Anthropic found that it Claude will pretend that it used the "standard" way to do addition- add the digits, carry the 1, etc- but the pattern of activations showed it using a completely different algorithm. So these things can role play as introspecting- they come up with plausible post-hoc explanations for their output- but they are still just pretending, so they will get it wrong.
So you can teach a model to sometimes ask for clarification, but will it actually have insight into when it really needs it, or will it just interject for clarification more or less at random? These models have really awful insight into their own capabilities, ChatGPT eg insists to me that it can read braille, and then cheerfully generates a pure hallucination.
> Anthropic found that it Claude will pretend that it used the "standard" way to do addition- add the digits, carry the 1, etc- but the pattern of activations showed it using a completely different algorithm.
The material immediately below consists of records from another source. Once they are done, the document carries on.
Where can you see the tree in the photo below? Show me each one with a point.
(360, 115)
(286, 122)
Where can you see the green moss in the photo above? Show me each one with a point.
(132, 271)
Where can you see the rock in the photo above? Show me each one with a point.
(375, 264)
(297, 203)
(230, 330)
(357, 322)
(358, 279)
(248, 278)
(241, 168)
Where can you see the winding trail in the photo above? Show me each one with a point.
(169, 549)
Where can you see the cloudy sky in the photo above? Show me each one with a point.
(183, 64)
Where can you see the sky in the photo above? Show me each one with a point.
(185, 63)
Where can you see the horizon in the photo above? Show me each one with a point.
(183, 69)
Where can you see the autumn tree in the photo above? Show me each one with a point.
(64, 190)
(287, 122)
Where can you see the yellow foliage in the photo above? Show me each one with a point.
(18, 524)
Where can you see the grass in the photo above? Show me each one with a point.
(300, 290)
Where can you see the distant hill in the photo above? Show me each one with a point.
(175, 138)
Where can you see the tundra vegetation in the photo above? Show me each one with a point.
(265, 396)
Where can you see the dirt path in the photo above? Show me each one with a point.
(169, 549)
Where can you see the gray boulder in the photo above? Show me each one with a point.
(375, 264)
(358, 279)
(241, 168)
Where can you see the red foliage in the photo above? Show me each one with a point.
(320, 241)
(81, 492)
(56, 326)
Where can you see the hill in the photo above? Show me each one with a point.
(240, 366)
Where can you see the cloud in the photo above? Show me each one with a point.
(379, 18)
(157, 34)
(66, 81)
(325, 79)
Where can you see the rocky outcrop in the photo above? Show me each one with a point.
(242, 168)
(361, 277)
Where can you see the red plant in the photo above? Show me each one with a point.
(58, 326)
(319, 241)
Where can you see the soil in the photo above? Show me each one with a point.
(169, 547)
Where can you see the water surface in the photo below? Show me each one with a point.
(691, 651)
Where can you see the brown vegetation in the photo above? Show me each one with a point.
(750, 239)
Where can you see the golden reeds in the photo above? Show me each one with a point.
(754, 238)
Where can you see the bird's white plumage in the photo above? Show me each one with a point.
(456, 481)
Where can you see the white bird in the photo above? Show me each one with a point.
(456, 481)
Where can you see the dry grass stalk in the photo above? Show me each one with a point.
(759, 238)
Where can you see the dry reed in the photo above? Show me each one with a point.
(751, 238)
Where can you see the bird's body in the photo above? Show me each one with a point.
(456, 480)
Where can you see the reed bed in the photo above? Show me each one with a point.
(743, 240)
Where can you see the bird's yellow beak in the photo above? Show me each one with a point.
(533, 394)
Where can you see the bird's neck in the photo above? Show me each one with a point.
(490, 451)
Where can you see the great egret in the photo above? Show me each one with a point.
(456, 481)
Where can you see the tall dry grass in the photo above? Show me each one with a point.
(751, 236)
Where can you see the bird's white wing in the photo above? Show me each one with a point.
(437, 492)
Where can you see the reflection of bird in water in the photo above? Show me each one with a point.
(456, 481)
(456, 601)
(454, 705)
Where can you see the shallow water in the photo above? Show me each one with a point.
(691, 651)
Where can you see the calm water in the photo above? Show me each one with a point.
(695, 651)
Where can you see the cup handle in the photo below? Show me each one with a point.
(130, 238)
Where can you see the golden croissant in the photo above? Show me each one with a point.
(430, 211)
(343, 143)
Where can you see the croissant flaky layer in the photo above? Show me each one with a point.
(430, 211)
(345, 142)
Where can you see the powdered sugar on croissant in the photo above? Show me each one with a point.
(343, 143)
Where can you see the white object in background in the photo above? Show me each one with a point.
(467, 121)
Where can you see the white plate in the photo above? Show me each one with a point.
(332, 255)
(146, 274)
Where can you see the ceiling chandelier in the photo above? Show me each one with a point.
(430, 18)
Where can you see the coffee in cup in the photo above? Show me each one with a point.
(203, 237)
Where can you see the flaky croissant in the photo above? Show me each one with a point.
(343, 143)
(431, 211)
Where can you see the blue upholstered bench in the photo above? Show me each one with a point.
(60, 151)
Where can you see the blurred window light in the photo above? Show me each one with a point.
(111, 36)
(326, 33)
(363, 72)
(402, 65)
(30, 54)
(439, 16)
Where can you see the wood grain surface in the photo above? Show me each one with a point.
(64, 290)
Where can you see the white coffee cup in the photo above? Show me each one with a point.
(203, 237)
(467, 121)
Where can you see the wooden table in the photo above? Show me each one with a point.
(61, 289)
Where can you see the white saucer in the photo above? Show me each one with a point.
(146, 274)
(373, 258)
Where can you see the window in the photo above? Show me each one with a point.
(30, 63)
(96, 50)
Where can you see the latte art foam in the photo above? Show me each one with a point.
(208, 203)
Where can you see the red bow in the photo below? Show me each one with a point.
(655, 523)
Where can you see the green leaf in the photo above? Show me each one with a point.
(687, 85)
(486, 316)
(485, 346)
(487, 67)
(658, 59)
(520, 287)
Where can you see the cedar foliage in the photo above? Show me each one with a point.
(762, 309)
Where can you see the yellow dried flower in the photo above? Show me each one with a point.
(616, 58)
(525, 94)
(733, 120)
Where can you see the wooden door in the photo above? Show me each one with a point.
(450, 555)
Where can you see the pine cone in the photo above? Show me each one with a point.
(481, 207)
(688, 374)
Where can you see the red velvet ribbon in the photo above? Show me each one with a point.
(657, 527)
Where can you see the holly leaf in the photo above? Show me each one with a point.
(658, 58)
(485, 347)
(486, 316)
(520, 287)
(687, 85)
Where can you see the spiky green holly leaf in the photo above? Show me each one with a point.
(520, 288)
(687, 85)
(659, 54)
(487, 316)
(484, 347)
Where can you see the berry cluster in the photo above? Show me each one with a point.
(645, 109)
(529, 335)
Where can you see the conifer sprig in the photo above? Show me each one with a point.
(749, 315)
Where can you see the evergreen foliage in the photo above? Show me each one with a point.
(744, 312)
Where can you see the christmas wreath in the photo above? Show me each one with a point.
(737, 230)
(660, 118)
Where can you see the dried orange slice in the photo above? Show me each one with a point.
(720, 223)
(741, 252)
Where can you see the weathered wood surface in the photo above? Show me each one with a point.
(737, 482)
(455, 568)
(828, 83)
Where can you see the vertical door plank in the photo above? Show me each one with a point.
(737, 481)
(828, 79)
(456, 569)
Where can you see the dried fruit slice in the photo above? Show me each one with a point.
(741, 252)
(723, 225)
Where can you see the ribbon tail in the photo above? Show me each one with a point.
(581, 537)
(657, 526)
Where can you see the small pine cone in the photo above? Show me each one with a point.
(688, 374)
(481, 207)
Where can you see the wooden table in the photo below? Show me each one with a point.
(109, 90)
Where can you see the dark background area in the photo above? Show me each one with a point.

That doesn't mean much; humans sometimes do the same thing. I recall a fun story about a mathematician with synesthesia multiplying numbers by mixing the colours together. With a bit of training such a person could also pretend to be executing a normal algorithm for the purposes of passing tests.
Even then the human doesn't know how they execute the algorithm, or mix the colours together - our conscious self-reflective mind has limits as to how far into our neural network weights it can reach. Can get further with lots of meditation, but it is still definitionally limited (in information theory terms).